Thursday, October 18, 2012


“On so-called Spanglish,” by Ricardo Otheguy and Nancy Stern

*The term “Spanglish” implies a blending of two languages - English and Spanish.  The language spoken by Spanish speakers in the U.S. is not a hybrid or a new language.  It is Spanish.

*The term is harmful; it closes the doors to personal and economic opportunities because of the way speakers are looked down upon by those who speak other varieties of Spanish or English.

*The author argues that this term should be disregarded and called either Spanish in the U.S. or popular Spanish in the U.S.  Spanish speakers in the U.S. sometimes do borrow features of English, yet this occurs in all bilingual cultures.

*Studies by Morreno-Fernandez (2007) and Vera (2007) found that a very small percentage of Spanish vocabulary in the U.S. is actually borrowed from English, and instances of code switching among populations labeled as Spanglish speakers were actually very low.   An analysis of morphological, syntactic and lexical features of “Spanglish” proves that the term cannot be justified.
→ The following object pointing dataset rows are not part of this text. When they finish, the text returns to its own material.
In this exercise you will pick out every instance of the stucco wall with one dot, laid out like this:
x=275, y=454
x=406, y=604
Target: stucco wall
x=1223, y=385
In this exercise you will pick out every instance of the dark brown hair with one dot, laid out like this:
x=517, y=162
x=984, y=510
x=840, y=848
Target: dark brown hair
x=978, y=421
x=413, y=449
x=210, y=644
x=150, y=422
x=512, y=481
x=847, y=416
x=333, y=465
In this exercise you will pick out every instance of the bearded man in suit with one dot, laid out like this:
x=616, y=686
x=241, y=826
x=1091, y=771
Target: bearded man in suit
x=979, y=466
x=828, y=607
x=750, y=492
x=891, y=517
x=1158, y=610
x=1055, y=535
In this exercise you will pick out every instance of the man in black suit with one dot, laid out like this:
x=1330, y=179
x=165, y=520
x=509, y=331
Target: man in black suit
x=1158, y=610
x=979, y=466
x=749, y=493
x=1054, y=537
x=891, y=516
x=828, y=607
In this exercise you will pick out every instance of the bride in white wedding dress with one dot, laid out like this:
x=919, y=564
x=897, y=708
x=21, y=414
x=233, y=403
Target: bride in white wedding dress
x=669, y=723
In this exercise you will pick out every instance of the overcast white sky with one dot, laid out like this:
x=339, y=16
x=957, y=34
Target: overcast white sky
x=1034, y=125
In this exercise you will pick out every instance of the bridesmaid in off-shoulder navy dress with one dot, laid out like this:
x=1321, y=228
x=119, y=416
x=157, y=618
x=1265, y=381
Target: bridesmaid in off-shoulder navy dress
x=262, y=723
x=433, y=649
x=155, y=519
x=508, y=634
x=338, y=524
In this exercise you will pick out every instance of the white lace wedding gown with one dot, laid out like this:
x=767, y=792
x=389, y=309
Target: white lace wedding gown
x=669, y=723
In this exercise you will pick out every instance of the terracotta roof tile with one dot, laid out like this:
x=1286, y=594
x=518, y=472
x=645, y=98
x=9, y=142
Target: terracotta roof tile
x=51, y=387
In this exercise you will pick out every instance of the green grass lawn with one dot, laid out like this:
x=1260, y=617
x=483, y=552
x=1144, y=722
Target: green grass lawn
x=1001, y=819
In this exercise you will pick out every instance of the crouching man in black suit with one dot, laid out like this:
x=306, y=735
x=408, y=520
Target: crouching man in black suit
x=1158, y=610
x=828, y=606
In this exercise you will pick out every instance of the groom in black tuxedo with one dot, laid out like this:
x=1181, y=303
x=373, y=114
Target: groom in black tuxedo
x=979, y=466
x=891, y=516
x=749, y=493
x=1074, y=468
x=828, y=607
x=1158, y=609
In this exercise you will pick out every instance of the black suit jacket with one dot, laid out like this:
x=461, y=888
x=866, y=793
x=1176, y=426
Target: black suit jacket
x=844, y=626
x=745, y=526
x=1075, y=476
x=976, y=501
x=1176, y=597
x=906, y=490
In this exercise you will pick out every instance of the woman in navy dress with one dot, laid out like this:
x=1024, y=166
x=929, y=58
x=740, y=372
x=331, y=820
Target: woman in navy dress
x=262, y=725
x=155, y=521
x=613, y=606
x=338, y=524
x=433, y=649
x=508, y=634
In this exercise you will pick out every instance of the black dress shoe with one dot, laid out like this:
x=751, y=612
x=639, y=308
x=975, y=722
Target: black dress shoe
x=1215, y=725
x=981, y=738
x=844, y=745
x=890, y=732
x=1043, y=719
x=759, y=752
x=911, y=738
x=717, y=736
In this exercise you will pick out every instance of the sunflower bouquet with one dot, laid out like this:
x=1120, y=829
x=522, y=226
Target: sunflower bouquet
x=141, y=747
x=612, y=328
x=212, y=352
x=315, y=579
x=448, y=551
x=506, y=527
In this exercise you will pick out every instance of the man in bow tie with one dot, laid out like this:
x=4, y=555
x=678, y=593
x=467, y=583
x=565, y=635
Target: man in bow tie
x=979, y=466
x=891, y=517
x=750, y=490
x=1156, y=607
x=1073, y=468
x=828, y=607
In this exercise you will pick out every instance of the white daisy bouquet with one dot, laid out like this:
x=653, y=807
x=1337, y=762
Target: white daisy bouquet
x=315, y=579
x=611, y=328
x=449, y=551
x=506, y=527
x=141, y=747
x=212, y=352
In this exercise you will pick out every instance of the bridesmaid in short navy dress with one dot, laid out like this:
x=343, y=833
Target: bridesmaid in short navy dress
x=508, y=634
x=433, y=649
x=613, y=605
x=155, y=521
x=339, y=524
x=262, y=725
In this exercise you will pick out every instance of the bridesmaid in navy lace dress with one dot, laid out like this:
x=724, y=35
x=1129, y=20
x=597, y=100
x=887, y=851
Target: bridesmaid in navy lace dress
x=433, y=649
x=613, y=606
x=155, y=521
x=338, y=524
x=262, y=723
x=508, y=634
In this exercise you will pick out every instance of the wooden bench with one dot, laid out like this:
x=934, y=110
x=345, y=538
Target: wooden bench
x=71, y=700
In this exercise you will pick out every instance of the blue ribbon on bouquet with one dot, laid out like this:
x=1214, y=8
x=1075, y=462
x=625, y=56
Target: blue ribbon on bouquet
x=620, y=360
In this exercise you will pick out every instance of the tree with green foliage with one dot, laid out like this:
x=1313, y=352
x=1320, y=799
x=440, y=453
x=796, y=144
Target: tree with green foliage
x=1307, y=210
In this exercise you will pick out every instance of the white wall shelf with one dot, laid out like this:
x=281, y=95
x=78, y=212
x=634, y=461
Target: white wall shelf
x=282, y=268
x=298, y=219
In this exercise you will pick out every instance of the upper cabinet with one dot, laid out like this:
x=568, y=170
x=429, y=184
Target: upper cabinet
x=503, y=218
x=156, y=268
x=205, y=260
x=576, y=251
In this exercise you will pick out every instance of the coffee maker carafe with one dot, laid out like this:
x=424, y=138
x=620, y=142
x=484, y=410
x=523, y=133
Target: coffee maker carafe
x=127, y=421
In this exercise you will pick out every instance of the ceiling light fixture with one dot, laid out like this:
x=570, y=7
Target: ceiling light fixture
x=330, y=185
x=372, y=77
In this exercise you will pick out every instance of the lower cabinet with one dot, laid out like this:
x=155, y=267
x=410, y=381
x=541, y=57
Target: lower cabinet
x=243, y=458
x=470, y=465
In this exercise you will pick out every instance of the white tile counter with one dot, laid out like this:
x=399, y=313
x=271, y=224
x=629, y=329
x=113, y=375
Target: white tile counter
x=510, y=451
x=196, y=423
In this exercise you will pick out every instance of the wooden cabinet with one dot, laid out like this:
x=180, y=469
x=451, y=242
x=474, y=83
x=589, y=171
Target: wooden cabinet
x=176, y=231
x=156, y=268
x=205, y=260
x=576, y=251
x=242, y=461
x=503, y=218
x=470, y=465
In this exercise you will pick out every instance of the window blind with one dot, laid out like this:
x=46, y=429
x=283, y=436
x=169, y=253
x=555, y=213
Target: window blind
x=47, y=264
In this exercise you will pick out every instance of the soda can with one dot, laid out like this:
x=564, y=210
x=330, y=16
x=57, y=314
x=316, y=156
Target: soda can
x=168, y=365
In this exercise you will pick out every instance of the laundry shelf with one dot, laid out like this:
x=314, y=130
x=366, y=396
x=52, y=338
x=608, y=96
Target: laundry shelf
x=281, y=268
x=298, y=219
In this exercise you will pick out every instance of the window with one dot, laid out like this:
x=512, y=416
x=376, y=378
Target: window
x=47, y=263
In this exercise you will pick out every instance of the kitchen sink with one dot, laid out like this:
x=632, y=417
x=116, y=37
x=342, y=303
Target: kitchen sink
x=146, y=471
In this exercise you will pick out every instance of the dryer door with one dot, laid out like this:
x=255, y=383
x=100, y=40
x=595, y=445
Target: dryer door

*The term “Spanglish” carries on the contempt for Latin American Spanish speakers that started in the 1940s and 1950s.  Their language was demeaned for not being Castilian Spanish.  Stern and Otheguy argue that the term Spanglish disparages a community of speakers in the same way.

*The main theme in this article is that the term Spanglish is disparaging, misleading, inaccurate, and should not be used.

*Questions: What are the pedagogical implications for college composition teachers within this argument about the term Spanglish?